Question

The remainder obtained when $1! + 2! + ...... + 50!$ is divided by $30$ is
(A) $3$
(B) $13$
(C) $11$
(D) $9$

Answer 1

In order to solve this question, we must know about the concept of factorial i.e., $n! = n \cdot \left( {n - 1} \right) \cdot \left( {n - 2} \right) \cdot ..... \cdot 3 \cdot 2 \cdot 1$ .Here, in this question, we have to find the remainder of the given factorial sum when divided by $30$ .For this, we know that the value of factorial after $5!$ will leave the remainder zero when it is divided by $30$ .So for calculating the remainder, we will calculate the remainder before that number.

Complete step by step answer:
So, first of all we will calculate the factorial till $5!$ .
So, $1! = 1$
$2! = 2 \times 1 = 2$
$3! = 3 \times 2 \times 1 = 6$
$4! = 4 \times 3 \times 2 \times 1 = 24$
and if we see $5! = 5 \times 4 \times 3 \times 2 \times 1 = 120$ which is divisible by $30$
Now after $5!$ we can write each factorial term as $5!{\text{ }} \times {\text{ }}y$ where $y$ is a positive number.
i.e., $6! = 6 \times 5 \times 4 \times 3 \times 2 \times 1 = 6 \times 5!$
$7! = 7 \times 6 \times 5 \times 4 \times 3 \times 2 \times 1 = 7 \times 6 \times 5!$ and so on.
It means the value of factorial after $5!$ will leave the remainder zero when it is divided by $30$
So, we will calculate the value remainder before $5!$
For this, add all the factorial values from $1$ to $4$
$\Rightarrow 1! + 2! + 3! + 4!$
Now on dividing by $30$ we get
$\dfrac{{1! + 2! + 3! + 4!}}{{30}}{\text{ }} - - - \left( 1 \right)$
On substituting the values, we will get the equation $\left( 1 \right)$ as
$\dfrac{{1 + 2 + 6 + 24}}{{30}}{\text{ }} - - - \left( 2 \right)$
Now adding the numerator of the equation $\left( 2 \right)$ we get,
$\dfrac{{33}}{{30}}$
And now on dividing it by $30$ we get the remainder as $3$
$\left[ {\because 33 = 30 \times 1 + 3} \right]$
Therefore, the remainder for the factorial $1! + 2! + ...... + 50!$ when divided by $30$ is $3$

Hence, the correct answer is option (A).

Note:
To solve this question, we don’t need to add all the factorial terms and divide it by $30$ to obtain the answer.
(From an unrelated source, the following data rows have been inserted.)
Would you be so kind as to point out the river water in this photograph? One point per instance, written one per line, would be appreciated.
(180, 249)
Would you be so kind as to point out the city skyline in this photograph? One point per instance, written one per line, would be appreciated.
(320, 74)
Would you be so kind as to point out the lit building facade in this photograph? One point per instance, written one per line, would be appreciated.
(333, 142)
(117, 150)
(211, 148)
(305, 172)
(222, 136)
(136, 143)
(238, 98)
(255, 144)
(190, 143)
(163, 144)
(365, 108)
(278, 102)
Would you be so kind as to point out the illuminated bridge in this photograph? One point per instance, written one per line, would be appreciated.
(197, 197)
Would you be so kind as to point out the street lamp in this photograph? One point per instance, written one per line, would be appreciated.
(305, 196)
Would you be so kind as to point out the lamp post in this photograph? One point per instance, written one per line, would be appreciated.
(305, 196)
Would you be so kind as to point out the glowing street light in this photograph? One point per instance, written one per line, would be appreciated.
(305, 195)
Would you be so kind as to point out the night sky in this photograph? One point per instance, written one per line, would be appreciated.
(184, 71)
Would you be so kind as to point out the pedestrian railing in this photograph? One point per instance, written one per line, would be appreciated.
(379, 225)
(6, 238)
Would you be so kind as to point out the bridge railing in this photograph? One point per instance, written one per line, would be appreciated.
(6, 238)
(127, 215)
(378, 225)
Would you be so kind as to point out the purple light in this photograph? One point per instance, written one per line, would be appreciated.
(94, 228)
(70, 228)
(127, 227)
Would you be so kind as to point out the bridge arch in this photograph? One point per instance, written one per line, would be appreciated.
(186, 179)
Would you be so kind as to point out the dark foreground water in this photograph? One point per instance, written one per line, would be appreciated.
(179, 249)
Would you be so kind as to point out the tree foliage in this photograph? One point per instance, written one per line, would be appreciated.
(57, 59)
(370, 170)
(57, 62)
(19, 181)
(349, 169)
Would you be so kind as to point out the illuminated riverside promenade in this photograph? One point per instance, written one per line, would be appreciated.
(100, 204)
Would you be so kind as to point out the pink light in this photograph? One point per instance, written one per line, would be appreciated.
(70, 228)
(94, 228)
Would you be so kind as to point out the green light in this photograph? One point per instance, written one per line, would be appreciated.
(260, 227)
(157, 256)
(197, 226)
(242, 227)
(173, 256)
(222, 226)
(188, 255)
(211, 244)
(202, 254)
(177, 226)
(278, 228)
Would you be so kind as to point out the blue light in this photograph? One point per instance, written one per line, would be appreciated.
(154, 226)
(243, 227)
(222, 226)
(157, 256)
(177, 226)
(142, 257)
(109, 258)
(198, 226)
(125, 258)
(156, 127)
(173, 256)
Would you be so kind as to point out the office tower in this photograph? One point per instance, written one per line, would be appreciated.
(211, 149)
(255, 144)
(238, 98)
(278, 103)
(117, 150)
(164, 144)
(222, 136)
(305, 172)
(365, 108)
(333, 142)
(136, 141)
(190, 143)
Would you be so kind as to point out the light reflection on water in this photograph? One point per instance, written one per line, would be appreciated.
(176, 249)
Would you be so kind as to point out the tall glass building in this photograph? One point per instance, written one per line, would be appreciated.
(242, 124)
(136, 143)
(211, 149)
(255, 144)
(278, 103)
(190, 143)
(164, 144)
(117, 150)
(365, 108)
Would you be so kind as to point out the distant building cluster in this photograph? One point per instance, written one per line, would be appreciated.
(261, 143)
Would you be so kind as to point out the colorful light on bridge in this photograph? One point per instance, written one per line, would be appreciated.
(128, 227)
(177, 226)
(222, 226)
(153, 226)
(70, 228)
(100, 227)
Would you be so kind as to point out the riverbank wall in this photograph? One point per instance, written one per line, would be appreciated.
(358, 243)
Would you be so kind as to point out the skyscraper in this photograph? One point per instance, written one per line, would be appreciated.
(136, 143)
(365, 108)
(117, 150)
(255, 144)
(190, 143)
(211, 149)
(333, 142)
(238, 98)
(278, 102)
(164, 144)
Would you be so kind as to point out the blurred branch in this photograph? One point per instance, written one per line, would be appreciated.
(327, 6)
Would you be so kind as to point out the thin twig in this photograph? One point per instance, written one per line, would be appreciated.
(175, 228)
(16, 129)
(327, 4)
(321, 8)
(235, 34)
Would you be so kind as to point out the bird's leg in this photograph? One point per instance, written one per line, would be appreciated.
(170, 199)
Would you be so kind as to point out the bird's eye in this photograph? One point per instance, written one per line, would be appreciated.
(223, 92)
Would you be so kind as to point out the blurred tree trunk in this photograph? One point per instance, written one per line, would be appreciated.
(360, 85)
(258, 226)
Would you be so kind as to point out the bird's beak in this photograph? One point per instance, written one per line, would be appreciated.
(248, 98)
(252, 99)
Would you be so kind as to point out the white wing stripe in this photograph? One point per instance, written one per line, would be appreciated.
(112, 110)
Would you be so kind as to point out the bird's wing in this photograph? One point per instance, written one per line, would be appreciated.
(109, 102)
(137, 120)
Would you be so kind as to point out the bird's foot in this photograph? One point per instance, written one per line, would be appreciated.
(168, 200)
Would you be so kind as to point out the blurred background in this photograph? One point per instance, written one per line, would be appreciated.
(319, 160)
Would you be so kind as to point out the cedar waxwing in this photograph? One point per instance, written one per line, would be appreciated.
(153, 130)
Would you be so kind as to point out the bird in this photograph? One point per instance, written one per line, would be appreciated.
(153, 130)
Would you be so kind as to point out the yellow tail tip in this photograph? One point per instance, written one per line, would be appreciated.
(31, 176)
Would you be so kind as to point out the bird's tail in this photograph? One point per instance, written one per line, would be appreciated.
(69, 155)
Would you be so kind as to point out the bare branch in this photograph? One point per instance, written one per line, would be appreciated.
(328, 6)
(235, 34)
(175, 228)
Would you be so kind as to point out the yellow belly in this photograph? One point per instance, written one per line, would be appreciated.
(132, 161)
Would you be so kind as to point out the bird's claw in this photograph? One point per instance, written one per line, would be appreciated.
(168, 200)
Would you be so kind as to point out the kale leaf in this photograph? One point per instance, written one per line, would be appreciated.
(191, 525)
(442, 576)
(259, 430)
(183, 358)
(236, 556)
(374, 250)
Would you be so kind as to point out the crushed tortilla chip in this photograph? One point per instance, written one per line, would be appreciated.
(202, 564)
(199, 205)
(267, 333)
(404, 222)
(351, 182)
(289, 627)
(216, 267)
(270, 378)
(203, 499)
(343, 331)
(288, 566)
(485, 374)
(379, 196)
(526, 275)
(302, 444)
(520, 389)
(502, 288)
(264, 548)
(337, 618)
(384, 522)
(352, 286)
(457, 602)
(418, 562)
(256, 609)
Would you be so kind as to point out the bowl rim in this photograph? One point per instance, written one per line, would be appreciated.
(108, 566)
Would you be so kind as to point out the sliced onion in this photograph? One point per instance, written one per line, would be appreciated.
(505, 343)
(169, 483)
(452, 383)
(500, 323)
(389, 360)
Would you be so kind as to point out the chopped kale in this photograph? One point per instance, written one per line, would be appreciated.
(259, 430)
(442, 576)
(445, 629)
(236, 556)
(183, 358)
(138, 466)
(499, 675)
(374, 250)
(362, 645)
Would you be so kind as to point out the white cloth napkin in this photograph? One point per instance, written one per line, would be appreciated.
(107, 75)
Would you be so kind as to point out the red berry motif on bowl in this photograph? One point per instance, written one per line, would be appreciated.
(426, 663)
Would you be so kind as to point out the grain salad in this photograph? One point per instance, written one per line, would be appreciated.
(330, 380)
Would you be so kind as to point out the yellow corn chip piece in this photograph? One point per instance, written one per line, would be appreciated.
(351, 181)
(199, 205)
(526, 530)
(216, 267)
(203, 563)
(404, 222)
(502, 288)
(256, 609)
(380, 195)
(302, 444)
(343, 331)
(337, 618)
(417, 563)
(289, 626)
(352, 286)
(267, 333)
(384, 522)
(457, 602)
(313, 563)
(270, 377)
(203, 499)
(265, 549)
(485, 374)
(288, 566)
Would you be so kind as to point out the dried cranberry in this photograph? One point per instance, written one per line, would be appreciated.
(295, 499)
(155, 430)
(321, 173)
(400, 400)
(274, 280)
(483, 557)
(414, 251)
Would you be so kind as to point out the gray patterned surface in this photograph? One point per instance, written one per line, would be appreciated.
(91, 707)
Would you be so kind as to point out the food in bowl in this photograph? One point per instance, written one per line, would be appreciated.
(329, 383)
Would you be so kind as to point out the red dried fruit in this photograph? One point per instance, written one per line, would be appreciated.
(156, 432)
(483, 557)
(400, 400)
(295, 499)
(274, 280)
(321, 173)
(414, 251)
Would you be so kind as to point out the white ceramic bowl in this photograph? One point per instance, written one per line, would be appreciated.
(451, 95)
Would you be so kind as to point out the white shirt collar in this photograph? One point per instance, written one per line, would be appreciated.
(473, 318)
Because if we see $30$ can be factored as a product of $2,3$ and $5$ . And, the least value of factorial which contains $2,3$ and $5$ is $5!$ .So $5!$ and any factorial greater than $5$ always contains $2,3$ and $5$ and hence the remainder is going to be zero for any $x!$ where $x$ is either $5$ or greater than $5$ . So, we just calculate the remainder before $5!$ and get the required result.